Nei prossimi mesi saranno proposti sulla stessa linea altri contributi da parte degli stessi autori. Ma questa volta riguarderanno propriamente la figura di Gesù. Si cercherà, certamente, di recuperare il significato di parole fondamentali il cui significato profondo sembra talvolta essere stato dimenticato. E dunque parleremo di amore, pace, misericordia, capacità di dire di no, generosità, libertà, fraternità, povertà, sapienza, felicità. E tuttavia lo faremo vedendo in che modo questi comportamenti sono divenuti modi di essere di una persona, sono stati il frutto di una scelta per il bene, si sono fatti contagiosi nei confronti degli altri. In una parola: si sono presentati come paradigma dell’umano.

In questo modo, dunque, cercheremo di dare risposta alle domande che ci ponevamo all’inizio. Chi siamo noi? Come possiamo evadere dalla situazione senza via d’uscita che sembra caratterizzare il nostro tempo? E come possiamo farlo in modo tale che le nostre scelte risultino motivate e coinvolgenti?

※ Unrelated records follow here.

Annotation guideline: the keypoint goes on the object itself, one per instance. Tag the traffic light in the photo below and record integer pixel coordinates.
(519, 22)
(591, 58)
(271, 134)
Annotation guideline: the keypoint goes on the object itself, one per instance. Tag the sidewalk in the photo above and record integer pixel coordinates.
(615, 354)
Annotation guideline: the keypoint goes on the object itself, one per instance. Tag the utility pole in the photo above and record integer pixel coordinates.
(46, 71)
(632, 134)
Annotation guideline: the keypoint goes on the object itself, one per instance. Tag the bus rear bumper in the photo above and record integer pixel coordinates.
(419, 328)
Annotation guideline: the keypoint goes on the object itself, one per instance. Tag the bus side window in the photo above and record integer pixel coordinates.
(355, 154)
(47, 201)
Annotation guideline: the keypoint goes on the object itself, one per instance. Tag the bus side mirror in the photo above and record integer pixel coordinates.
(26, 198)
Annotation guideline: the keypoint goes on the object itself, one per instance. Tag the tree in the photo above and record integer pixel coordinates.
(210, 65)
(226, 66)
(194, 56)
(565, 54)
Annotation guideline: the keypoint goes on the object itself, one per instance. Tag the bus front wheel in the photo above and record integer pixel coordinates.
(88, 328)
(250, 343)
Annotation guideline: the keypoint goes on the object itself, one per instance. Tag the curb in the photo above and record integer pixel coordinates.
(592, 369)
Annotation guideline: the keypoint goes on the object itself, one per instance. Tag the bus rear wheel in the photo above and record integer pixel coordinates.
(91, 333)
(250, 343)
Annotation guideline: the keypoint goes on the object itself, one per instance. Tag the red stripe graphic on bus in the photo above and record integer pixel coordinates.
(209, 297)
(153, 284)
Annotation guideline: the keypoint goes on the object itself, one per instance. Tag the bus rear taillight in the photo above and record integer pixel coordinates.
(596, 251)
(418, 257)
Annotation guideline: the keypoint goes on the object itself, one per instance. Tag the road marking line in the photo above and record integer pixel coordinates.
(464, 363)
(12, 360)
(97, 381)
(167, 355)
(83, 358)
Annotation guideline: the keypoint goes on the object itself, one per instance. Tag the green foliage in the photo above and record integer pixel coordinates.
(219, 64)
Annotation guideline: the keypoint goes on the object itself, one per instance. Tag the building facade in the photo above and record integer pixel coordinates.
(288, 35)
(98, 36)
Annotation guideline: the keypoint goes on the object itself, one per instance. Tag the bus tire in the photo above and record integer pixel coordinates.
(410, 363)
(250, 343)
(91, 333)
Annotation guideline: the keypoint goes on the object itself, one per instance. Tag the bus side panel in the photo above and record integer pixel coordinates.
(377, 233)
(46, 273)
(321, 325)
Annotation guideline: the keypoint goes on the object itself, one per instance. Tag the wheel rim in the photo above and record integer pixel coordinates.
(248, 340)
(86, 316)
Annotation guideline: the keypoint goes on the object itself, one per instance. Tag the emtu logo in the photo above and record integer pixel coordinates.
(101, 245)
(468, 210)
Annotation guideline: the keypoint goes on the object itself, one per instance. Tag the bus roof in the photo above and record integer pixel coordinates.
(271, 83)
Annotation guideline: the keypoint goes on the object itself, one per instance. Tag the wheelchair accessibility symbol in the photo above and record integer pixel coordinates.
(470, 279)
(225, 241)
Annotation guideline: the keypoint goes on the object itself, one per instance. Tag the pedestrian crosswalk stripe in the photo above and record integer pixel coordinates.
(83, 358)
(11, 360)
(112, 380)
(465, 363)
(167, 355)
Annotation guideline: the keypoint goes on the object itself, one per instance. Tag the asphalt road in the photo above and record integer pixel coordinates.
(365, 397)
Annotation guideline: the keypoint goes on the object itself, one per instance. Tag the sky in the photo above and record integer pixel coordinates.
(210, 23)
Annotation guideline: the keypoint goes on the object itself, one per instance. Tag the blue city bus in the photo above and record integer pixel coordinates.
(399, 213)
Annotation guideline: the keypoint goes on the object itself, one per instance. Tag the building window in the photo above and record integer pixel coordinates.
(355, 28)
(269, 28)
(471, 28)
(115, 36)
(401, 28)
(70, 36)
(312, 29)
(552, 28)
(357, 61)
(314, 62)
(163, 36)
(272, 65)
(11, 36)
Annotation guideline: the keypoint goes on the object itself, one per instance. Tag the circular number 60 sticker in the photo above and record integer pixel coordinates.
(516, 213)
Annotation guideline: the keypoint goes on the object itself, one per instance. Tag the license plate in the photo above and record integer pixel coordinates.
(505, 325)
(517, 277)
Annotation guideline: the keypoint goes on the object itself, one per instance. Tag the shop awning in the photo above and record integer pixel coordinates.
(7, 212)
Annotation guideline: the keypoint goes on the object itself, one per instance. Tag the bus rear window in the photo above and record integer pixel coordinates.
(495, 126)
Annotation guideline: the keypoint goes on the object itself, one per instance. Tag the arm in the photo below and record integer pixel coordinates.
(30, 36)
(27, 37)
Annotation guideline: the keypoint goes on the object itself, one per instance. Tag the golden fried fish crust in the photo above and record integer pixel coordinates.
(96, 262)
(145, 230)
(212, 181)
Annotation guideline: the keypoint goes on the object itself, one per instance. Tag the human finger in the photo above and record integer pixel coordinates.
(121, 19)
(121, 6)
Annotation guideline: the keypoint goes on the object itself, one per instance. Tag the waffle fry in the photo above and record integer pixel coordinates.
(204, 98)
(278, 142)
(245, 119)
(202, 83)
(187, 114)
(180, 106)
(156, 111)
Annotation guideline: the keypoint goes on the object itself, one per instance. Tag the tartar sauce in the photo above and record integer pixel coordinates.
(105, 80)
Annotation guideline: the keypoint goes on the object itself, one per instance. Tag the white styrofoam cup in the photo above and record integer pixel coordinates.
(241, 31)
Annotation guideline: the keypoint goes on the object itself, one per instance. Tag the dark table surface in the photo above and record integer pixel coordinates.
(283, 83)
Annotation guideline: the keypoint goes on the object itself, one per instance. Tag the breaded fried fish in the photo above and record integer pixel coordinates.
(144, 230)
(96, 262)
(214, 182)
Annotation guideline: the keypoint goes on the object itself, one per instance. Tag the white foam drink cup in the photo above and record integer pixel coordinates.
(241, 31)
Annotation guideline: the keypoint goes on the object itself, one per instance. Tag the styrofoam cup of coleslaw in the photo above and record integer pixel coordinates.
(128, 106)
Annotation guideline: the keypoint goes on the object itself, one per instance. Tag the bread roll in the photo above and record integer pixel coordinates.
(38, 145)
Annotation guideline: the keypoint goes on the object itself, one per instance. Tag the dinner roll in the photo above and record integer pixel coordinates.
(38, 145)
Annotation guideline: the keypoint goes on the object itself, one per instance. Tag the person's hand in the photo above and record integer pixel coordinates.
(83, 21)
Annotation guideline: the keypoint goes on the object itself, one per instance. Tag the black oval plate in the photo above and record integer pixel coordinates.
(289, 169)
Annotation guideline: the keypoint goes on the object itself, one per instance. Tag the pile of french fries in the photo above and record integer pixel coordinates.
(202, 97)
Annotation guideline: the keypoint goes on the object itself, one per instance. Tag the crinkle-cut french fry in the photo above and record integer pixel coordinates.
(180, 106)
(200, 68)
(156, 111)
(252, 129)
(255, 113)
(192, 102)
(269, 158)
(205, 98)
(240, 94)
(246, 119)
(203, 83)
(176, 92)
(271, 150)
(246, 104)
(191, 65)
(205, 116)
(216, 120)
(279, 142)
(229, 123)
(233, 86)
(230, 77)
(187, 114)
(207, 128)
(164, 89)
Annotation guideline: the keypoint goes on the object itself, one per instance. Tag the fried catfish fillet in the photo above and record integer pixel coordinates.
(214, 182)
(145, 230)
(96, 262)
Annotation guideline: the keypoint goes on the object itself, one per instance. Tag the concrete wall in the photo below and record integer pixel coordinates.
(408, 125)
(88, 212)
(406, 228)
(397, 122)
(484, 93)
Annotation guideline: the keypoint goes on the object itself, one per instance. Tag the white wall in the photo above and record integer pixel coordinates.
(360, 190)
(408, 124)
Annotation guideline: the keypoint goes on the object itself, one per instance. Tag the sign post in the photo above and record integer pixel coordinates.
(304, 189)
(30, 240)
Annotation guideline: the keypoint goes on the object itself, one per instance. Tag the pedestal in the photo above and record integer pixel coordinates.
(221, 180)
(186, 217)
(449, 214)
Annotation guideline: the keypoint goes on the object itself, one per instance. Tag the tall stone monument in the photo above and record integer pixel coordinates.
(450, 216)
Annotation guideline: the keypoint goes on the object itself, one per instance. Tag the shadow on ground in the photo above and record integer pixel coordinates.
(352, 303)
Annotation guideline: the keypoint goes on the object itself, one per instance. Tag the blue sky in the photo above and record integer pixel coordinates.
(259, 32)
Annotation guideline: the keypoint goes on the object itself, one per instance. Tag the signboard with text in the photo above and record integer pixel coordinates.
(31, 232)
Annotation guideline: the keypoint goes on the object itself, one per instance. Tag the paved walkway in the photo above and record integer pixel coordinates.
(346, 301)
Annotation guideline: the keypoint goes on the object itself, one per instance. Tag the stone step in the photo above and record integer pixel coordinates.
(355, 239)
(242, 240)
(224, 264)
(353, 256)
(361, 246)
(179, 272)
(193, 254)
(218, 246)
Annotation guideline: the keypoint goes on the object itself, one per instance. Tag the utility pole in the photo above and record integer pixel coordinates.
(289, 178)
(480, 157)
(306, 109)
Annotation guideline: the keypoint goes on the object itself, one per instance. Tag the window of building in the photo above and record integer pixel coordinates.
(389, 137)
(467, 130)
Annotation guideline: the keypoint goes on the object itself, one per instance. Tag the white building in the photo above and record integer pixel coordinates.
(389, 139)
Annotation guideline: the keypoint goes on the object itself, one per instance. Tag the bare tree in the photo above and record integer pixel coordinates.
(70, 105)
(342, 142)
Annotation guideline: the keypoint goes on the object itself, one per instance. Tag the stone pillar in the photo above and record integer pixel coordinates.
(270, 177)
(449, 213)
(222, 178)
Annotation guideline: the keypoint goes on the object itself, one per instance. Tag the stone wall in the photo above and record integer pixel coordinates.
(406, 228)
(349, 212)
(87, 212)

Ciò che cercheranno di suggerire i contributi di Chiara Giaccardi, Simone Morandini e di chi scrive, quali si susseguiranno nei prossimi mesi su queste pagine, è che il riferimento alle parole e alle azioni di Gesù può darci un aiuto, un aiuto concreto, a rispondere nei fatti a tali quesiti. Di più. Che ciò che ci viene proposto dalle parole e dalle azioni di Gesù è la messa in opera di una scelta di bontà, giustificata come tale, che non vale solo per i cristiani, ma che ha senso per tutti coloro i quali vogliono vivere pienamente la loro umanità. E che, appunto per questo, possono realizzarsi felicemente in quello che sono.